This commentary is available as a PDF here.
Summary
- Style boxes give us the impression that “growth” and “value” sit at opposite ends of the spectrum.
- In reality, whether a company is growing or shrinking (“growth”) is independent of whether a security is cheap or expensive (“value”).
- To align with the single axis expectation of “growth versus value,” most index providers combine a growth score and a value score together to create a composite score, which is projected upon the “growth / value” spectrum.
- In doing so, most value indices are laden with cheap, shrinking companies and most growth indices focus on expensive, growing ones. Neither truly represents a value or growth approach to investing.
Quickly: what’s the opposite of “value”?
We’d wager that most investors would say “growth.” Our industry has been well conditioned by the proliferation of style boxes. In fact, just recently we were asked where one of our products fall on the “value / growth” spectrum.

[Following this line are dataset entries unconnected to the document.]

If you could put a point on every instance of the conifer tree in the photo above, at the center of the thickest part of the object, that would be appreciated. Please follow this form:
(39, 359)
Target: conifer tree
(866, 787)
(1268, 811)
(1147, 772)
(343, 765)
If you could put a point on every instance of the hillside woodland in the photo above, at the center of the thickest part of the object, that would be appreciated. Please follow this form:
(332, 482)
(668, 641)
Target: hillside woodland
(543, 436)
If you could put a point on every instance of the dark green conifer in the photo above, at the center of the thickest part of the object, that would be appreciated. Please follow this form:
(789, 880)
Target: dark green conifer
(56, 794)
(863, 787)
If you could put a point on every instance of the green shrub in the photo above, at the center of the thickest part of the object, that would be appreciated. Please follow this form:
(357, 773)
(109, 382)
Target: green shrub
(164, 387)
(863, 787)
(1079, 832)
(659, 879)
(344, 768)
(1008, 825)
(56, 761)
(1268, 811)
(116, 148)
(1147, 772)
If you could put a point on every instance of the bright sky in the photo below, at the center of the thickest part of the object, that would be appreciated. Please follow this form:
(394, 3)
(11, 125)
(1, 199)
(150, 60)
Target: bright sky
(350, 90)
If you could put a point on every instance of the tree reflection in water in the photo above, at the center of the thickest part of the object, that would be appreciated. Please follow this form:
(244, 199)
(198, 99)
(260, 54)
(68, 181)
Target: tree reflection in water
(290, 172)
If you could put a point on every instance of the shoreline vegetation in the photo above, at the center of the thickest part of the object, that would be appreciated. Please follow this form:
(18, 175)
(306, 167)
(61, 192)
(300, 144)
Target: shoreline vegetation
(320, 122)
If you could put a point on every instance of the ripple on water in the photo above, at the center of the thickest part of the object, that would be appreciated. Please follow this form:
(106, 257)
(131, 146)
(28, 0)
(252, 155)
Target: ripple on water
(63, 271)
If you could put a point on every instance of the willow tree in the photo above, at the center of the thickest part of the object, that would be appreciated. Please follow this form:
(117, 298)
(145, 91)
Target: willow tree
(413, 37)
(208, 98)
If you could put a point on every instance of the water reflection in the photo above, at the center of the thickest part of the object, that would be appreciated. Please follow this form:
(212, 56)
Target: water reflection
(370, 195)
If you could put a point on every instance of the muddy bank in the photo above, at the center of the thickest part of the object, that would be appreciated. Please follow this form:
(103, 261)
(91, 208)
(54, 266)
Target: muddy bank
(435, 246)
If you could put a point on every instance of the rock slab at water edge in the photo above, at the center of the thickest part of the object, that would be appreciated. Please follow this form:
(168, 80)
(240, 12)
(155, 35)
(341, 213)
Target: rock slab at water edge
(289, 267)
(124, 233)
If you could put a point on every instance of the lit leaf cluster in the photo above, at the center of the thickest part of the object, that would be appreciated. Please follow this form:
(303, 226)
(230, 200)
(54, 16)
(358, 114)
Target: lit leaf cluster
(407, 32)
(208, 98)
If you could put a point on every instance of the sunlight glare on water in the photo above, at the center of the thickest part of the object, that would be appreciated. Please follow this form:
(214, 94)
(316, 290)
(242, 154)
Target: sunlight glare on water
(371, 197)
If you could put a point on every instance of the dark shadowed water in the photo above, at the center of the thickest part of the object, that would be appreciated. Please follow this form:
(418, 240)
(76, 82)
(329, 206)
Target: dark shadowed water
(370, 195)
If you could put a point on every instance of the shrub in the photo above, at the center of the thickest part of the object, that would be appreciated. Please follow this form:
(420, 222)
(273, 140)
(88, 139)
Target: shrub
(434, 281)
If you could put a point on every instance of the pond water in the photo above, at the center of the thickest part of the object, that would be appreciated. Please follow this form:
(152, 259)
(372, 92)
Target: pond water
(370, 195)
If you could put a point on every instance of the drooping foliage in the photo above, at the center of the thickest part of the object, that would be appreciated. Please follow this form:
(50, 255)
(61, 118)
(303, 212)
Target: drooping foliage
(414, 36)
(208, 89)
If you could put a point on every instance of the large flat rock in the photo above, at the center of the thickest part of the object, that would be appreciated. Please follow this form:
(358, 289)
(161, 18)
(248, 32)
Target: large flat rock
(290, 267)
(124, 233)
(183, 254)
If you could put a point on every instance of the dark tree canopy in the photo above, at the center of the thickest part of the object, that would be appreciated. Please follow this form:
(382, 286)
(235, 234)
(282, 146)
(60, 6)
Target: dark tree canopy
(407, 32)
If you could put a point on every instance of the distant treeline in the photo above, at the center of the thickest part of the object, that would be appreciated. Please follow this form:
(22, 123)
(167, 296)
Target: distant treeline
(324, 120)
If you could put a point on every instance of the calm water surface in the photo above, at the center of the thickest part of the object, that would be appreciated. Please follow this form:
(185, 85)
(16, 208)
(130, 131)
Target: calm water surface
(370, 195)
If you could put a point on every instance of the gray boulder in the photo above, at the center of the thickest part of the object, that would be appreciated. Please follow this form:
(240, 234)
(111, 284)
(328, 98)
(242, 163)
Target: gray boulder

The problem is, that question does not actually make any sense. Value and growth do not exist on a single, continuous spectrum. Value is not the opposite of growth: growth is a totally independent measurement.
Yet the way products are built in our industry, you would not get that impression. Index products are offered in “value” and “growth” styles and are pitched as polar opposites.
Index manufacturers know that growth and value are not opposites of one another. Nevertheless, they build products as if they are. Let’s take a look at how MSCI builds their value and growth indices. They begin by looking at a number of value and growth characteristics:
They then put stocks, ranked on those characteristics, onto a two-dimensional “value” and “growth” space.
The stuff in the top left is called “value” and the stuff in the bottom right is “growth.”
Technically, it is a bit more complicated than that, since the stuff in the top right and bottom left get included too to varying degrees. While this means “value” and “growth” have some overlapping holdings, the “purest” expressions of the factors are held solely in their respective index.
The problem, however, is that we’re building indices with characteristics we don’t want.
So let us re-define these axes to what they really mean. “Value” really is an axis between “cheap” and “expensive.” Growth is an axis measuring “shrinking” to “growing.” When we re-label the axes that way, we get a different picture.
“Value / Non-Growth” is now “cheap but shrinking” companies. “Growth / Non-Value” is now “growing but expensive” companies. So here’s what we’re really getting:
So when we buy “value,” we’re really getting a bunch of contracting companies. When we buy “growth” we’re concentrated in the expensive stuff. Why would we want that exposure? Again, growth is not the opposite of value.
Our value index should be growth agnostic, just as our growth index should be value agnostic. What we really want is:
You’ll notice that we now have overlap in our definitions. That’s okay! Growth stocks can be value. Value stocks can be growth! They are completely independent measures from one another!
Style boxes do a tremendous disservice to our industry, misrepresenting value and growth as a single, continuous axis of measurement. They’re not. They are two completely independent axes. By defining them as polar ends of a single spectrum, we end up with dilutive investment products.
So who else does this?
MSCI, CRSP, Russell, and S&P Dow Jones all combine growth and value into a single score, associating “low growth” with “cheap” and “high growth” with “expensive.” So if you’re buying a value index, you’re intrinsically over-weighted towards shrinking companies. If you buy a growth index, you’re over-weighted towards expensive companies. Arguably, you want neither.
So caveat emptor: when you’re buying value and growth products tracking any of these indices, you’re probably not getting what you expect – or likely want.